Wednesday, October 21, 2009

Gates to Urge Japan to Stand By Existing Security Pacts

By Donna Miles
American Forces Press Service

Oct. 20, 2009 - Defense Secretary Robert M. Gates said he looks forward to building on the strong U.S.-Japan security relationship during his meetings here with the new Japanese government, but that he plans to urge its leaders to leave intact security arrangements that have been years in the making. Gates, the first U.S. Cabinet member to visit since the new Japanese Democratic Party government took office last month, told reporters he understands Prime Minister Yukio Hatoyama's interest in reviewing certain policies. "President [Barack] Obama's administration has done the same thing," he said.

But during his meeting today with Foreign Minister Katsuya Okada, and tomorrow's sessions with Prime Minister Yukio Hatoyama, Foreign Minister Katsuya Okada and Defense Minister Toshimi Kitazawa, Gates said he would urge the new leaders to leave existing security agreements in place.

"We are committed to advancing and implementing our agreed alliance transformation agenda," Gates told Okada today at the Foreign Ministry.

At issue is Hatoyama's interest in re-examining the 2006 U.S.-Japan Roadmap for Realignment and Implementation, which outlines a major strategic repositioning of alliance forces.

The agreement includes plans to move thousands of U.S. forces from southern Okinawa, consolidate numerous bases, build a new runway to the north at Camp Schwab to replace Marine Corps Air Station Futenma, and relocate 8,000 Marines and their families to Guam.

Ultimately, the plan would relocate U.S. servicemembers from the heavily populated southern part of Okinawa and reduce the Marine troops on Okinawa from 18,000 to 10,000, Pentagon Press Secretary Geoff Morrell explained. The deadline for the plan to be implemented is 2014 -- "a very ambitious goal" that's achievable, he said, but only if it continues moving forward on schedule.

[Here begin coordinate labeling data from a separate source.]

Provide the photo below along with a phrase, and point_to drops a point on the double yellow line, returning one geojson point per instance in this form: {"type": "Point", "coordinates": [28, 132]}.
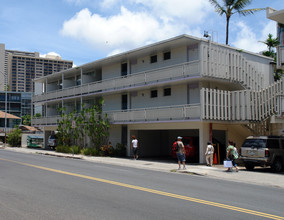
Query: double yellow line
{"type": "Point", "coordinates": [157, 192]}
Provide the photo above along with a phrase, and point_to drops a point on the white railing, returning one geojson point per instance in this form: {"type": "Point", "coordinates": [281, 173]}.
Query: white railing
{"type": "Point", "coordinates": [230, 65]}
{"type": "Point", "coordinates": [167, 113]}
{"type": "Point", "coordinates": [184, 112]}
{"type": "Point", "coordinates": [49, 120]}
{"type": "Point", "coordinates": [143, 78]}
{"type": "Point", "coordinates": [244, 105]}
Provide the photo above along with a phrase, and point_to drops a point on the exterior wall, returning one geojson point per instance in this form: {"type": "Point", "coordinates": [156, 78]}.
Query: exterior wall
{"type": "Point", "coordinates": [263, 66]}
{"type": "Point", "coordinates": [2, 67]}
{"type": "Point", "coordinates": [112, 102]}
{"type": "Point", "coordinates": [115, 135]}
{"type": "Point", "coordinates": [111, 71]}
{"type": "Point", "coordinates": [142, 99]}
{"type": "Point", "coordinates": [178, 55]}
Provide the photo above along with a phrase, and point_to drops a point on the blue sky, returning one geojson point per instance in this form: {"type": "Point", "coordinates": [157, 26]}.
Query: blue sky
{"type": "Point", "coordinates": [87, 30]}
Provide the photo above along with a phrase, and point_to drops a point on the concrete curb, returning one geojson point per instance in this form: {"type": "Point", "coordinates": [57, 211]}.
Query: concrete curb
{"type": "Point", "coordinates": [217, 172]}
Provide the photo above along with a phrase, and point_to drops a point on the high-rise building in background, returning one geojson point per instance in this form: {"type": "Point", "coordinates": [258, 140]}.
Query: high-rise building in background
{"type": "Point", "coordinates": [22, 67]}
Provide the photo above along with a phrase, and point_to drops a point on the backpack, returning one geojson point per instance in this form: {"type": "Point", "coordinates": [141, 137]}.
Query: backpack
{"type": "Point", "coordinates": [175, 146]}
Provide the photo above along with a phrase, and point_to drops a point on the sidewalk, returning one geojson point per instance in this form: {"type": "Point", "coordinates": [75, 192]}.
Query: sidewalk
{"type": "Point", "coordinates": [217, 171]}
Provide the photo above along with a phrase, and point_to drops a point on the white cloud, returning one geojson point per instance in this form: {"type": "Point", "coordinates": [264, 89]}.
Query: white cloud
{"type": "Point", "coordinates": [193, 11]}
{"type": "Point", "coordinates": [76, 2]}
{"type": "Point", "coordinates": [107, 4]}
{"type": "Point", "coordinates": [248, 39]}
{"type": "Point", "coordinates": [121, 32]}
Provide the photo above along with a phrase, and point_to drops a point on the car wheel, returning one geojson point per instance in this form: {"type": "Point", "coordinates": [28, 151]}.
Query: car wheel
{"type": "Point", "coordinates": [249, 166]}
{"type": "Point", "coordinates": [277, 165]}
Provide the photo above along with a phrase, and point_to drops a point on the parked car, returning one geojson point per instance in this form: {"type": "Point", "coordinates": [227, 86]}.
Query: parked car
{"type": "Point", "coordinates": [52, 141]}
{"type": "Point", "coordinates": [263, 151]}
{"type": "Point", "coordinates": [190, 149]}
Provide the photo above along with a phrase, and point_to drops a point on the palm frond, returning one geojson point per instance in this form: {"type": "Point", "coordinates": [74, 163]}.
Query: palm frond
{"type": "Point", "coordinates": [241, 4]}
{"type": "Point", "coordinates": [250, 11]}
{"type": "Point", "coordinates": [218, 8]}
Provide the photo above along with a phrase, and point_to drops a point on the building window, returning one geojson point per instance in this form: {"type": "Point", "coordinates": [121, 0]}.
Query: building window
{"type": "Point", "coordinates": [124, 102]}
{"type": "Point", "coordinates": [123, 69]}
{"type": "Point", "coordinates": [154, 59]}
{"type": "Point", "coordinates": [167, 55]}
{"type": "Point", "coordinates": [154, 93]}
{"type": "Point", "coordinates": [167, 92]}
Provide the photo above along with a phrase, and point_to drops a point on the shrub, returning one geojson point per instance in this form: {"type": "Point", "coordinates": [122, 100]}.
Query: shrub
{"type": "Point", "coordinates": [91, 152]}
{"type": "Point", "coordinates": [106, 150]}
{"type": "Point", "coordinates": [14, 138]}
{"type": "Point", "coordinates": [68, 149]}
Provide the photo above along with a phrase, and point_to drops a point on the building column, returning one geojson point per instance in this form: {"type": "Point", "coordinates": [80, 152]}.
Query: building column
{"type": "Point", "coordinates": [204, 137]}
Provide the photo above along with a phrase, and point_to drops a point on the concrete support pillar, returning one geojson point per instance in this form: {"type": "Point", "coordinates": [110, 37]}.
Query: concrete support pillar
{"type": "Point", "coordinates": [204, 137]}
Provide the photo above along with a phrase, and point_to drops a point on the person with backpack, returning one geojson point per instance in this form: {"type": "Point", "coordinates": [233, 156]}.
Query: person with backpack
{"type": "Point", "coordinates": [232, 155]}
{"type": "Point", "coordinates": [180, 151]}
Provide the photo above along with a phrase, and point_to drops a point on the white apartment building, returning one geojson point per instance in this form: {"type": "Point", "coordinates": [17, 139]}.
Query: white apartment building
{"type": "Point", "coordinates": [181, 86]}
{"type": "Point", "coordinates": [278, 16]}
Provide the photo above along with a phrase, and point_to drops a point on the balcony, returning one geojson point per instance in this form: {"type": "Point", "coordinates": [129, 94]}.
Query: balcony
{"type": "Point", "coordinates": [176, 72]}
{"type": "Point", "coordinates": [168, 113]}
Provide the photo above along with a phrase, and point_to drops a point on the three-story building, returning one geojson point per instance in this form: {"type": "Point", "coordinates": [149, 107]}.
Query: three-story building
{"type": "Point", "coordinates": [184, 86]}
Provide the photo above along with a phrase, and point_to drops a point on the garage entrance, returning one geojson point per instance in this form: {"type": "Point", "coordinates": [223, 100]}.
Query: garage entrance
{"type": "Point", "coordinates": [158, 143]}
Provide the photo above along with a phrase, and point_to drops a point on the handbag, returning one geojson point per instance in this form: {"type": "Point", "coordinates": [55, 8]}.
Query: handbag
{"type": "Point", "coordinates": [228, 164]}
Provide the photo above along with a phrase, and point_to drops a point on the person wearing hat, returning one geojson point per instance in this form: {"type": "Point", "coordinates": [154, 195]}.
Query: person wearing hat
{"type": "Point", "coordinates": [180, 153]}
{"type": "Point", "coordinates": [209, 154]}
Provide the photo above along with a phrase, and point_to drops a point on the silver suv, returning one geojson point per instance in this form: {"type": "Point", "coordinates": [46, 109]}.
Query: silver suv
{"type": "Point", "coordinates": [263, 151]}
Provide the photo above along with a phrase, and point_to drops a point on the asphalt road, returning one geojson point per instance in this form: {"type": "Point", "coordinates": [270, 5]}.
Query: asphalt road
{"type": "Point", "coordinates": [44, 187]}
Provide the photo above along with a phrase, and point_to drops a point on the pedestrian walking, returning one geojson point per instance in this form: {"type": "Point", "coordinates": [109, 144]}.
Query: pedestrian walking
{"type": "Point", "coordinates": [134, 147]}
{"type": "Point", "coordinates": [232, 155]}
{"type": "Point", "coordinates": [180, 153]}
{"type": "Point", "coordinates": [209, 154]}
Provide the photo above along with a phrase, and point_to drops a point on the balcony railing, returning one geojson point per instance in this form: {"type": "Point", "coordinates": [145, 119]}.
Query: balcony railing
{"type": "Point", "coordinates": [245, 105]}
{"type": "Point", "coordinates": [231, 65]}
{"type": "Point", "coordinates": [167, 113]}
{"type": "Point", "coordinates": [143, 78]}
{"type": "Point", "coordinates": [183, 112]}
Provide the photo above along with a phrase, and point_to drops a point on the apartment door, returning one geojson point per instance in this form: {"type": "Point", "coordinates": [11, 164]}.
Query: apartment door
{"type": "Point", "coordinates": [123, 69]}
{"type": "Point", "coordinates": [124, 102]}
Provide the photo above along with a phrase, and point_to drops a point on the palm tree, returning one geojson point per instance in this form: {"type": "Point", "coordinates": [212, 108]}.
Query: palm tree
{"type": "Point", "coordinates": [271, 43]}
{"type": "Point", "coordinates": [231, 7]}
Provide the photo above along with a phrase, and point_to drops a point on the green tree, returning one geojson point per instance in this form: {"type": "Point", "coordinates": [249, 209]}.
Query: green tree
{"type": "Point", "coordinates": [231, 7]}
{"type": "Point", "coordinates": [271, 43]}
{"type": "Point", "coordinates": [98, 125]}
{"type": "Point", "coordinates": [91, 122]}
{"type": "Point", "coordinates": [26, 120]}
{"type": "Point", "coordinates": [65, 128]}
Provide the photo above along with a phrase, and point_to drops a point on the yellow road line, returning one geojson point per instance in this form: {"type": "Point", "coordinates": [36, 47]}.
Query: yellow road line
{"type": "Point", "coordinates": [157, 192]}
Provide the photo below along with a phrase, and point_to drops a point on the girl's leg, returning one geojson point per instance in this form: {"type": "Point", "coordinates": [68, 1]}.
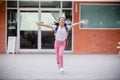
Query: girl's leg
{"type": "Point", "coordinates": [56, 46]}
{"type": "Point", "coordinates": [61, 50]}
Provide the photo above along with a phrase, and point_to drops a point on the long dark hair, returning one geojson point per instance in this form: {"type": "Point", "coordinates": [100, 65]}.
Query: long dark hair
{"type": "Point", "coordinates": [57, 24]}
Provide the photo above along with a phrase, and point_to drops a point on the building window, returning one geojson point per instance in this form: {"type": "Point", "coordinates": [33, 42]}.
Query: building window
{"type": "Point", "coordinates": [50, 4]}
{"type": "Point", "coordinates": [27, 4]}
{"type": "Point", "coordinates": [11, 22]}
{"type": "Point", "coordinates": [12, 4]}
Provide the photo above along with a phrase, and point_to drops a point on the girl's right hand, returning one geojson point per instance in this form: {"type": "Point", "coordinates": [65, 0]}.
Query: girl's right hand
{"type": "Point", "coordinates": [39, 24]}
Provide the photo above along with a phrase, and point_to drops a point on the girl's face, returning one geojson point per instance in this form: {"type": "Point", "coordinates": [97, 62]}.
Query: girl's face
{"type": "Point", "coordinates": [61, 21]}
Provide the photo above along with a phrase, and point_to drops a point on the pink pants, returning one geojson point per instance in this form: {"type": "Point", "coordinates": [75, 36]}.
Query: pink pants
{"type": "Point", "coordinates": [59, 49]}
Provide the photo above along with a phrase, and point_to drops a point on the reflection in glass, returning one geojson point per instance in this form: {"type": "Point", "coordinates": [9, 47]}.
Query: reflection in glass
{"type": "Point", "coordinates": [48, 17]}
{"type": "Point", "coordinates": [12, 22]}
{"type": "Point", "coordinates": [12, 4]}
{"type": "Point", "coordinates": [50, 4]}
{"type": "Point", "coordinates": [31, 4]}
{"type": "Point", "coordinates": [28, 30]}
{"type": "Point", "coordinates": [67, 4]}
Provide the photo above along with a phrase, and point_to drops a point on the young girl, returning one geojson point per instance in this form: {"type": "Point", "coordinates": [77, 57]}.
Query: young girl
{"type": "Point", "coordinates": [60, 39]}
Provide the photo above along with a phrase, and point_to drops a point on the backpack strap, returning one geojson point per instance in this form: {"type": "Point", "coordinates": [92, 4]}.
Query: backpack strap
{"type": "Point", "coordinates": [66, 28]}
{"type": "Point", "coordinates": [56, 28]}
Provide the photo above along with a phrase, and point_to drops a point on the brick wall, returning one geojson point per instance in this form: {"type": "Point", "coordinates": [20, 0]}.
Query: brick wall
{"type": "Point", "coordinates": [2, 26]}
{"type": "Point", "coordinates": [88, 41]}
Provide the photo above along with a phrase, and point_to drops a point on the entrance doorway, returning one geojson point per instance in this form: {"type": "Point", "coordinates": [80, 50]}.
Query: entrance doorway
{"type": "Point", "coordinates": [47, 35]}
{"type": "Point", "coordinates": [28, 30]}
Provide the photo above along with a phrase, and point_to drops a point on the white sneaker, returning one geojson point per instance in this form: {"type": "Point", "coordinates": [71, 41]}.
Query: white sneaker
{"type": "Point", "coordinates": [61, 70]}
{"type": "Point", "coordinates": [58, 65]}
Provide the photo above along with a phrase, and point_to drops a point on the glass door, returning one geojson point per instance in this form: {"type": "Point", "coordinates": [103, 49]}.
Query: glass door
{"type": "Point", "coordinates": [28, 30]}
{"type": "Point", "coordinates": [47, 35]}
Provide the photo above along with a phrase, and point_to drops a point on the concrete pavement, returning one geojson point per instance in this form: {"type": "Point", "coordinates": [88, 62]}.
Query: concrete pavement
{"type": "Point", "coordinates": [43, 67]}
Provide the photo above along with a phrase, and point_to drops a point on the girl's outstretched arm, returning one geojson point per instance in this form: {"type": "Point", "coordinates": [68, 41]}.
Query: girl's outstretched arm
{"type": "Point", "coordinates": [45, 25]}
{"type": "Point", "coordinates": [81, 22]}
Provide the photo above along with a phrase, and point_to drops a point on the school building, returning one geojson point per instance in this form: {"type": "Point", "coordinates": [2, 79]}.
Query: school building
{"type": "Point", "coordinates": [100, 36]}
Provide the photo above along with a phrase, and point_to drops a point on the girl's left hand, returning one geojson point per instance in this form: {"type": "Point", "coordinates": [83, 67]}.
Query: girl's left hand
{"type": "Point", "coordinates": [84, 22]}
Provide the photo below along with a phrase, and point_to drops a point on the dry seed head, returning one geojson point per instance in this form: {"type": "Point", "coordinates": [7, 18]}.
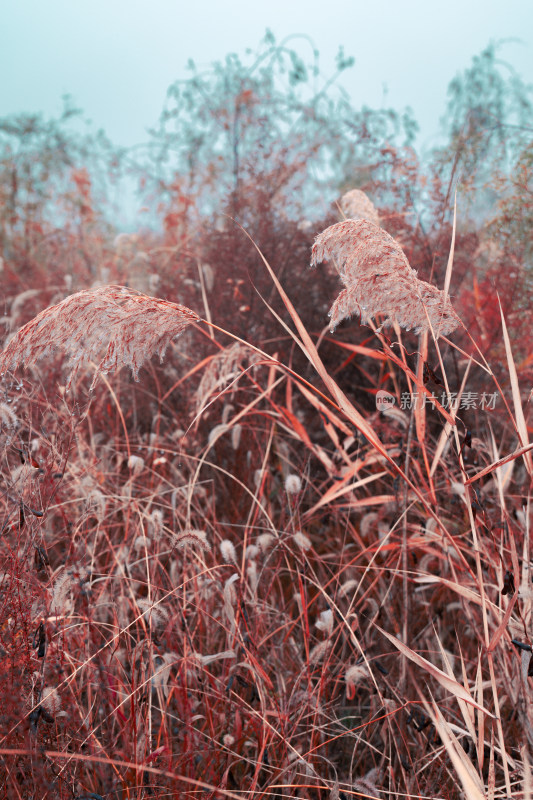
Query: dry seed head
{"type": "Point", "coordinates": [223, 368]}
{"type": "Point", "coordinates": [135, 465]}
{"type": "Point", "coordinates": [95, 504]}
{"type": "Point", "coordinates": [227, 551]}
{"type": "Point", "coordinates": [379, 280]}
{"type": "Point", "coordinates": [355, 675]}
{"type": "Point", "coordinates": [347, 587]}
{"type": "Point", "coordinates": [192, 537]}
{"type": "Point", "coordinates": [110, 325]}
{"type": "Point", "coordinates": [319, 651]}
{"type": "Point", "coordinates": [236, 432]}
{"type": "Point", "coordinates": [142, 543]}
{"type": "Point", "coordinates": [50, 700]}
{"type": "Point", "coordinates": [156, 613]}
{"type": "Point", "coordinates": [303, 541]}
{"type": "Point", "coordinates": [155, 522]}
{"type": "Point", "coordinates": [265, 541]}
{"type": "Point", "coordinates": [8, 418]}
{"type": "Point", "coordinates": [252, 551]}
{"type": "Point", "coordinates": [325, 622]}
{"type": "Point", "coordinates": [253, 578]}
{"type": "Point", "coordinates": [293, 484]}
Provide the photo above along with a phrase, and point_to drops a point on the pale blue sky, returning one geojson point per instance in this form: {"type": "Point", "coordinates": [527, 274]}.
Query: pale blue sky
{"type": "Point", "coordinates": [118, 57]}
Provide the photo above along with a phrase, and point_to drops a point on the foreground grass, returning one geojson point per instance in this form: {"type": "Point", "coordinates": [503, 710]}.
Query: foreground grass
{"type": "Point", "coordinates": [238, 580]}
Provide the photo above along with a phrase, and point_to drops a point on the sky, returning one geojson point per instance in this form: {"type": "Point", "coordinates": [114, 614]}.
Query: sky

Gates told reporters during the flight here the security agreements can't be picked apart piece by piece.

"This has been a negotiation in the works for 15 years," he said. "All of the elements of it are interlocking, and so it is important to continue with it."

The agreement is highly complex, the result of extensive negotiations that resolved numerous strategic, military and political issues, a senior defense official traveling with Gates told reporters. "If one starts into minor adjustments, it's not a minor adjustment," he said. "It becomes a cascading series of other decisions that have to be made."

Gates said options being voiced to change agreed-upon plans – from changing the location of the proposed runway at Camp Schwab to cancelling its construction altogether and moving Futenma's operations to Kadena Air Base -- simply won't work.

"We've looked over the years at all these alternatives, and they are either politically untenable or operationally unworkable, so we need to proceed with the agreement as negotiated," Gates said. "There really ... are no alternatives to the arrangement that was negotiated."

Not going forward as previously agreed to would have a ripple effect, Gates said.

"It is hard for me to believe that the [U.S.] Congress would support going forward in Guam without real progress with respect to the Futenma replacement facility," he said.

Ultimately, Gates said he has "every confidence" that both the United States and Japan "will fulfill the commitments they have made in this agreement" as they work toward strengthening their bilateral relationship.

"I think there are some real opportunities going forward," he said, with "further cooperation and partnership with one of our strongest allies."

During his meeting today with Okada, Gates called the upcoming 50th anniversary of the treaty of mutual cooperation and security between the United States and Japan an appropriate time to recognize "all we have achieved together, and more importantly, all that we will accomplish together in the future."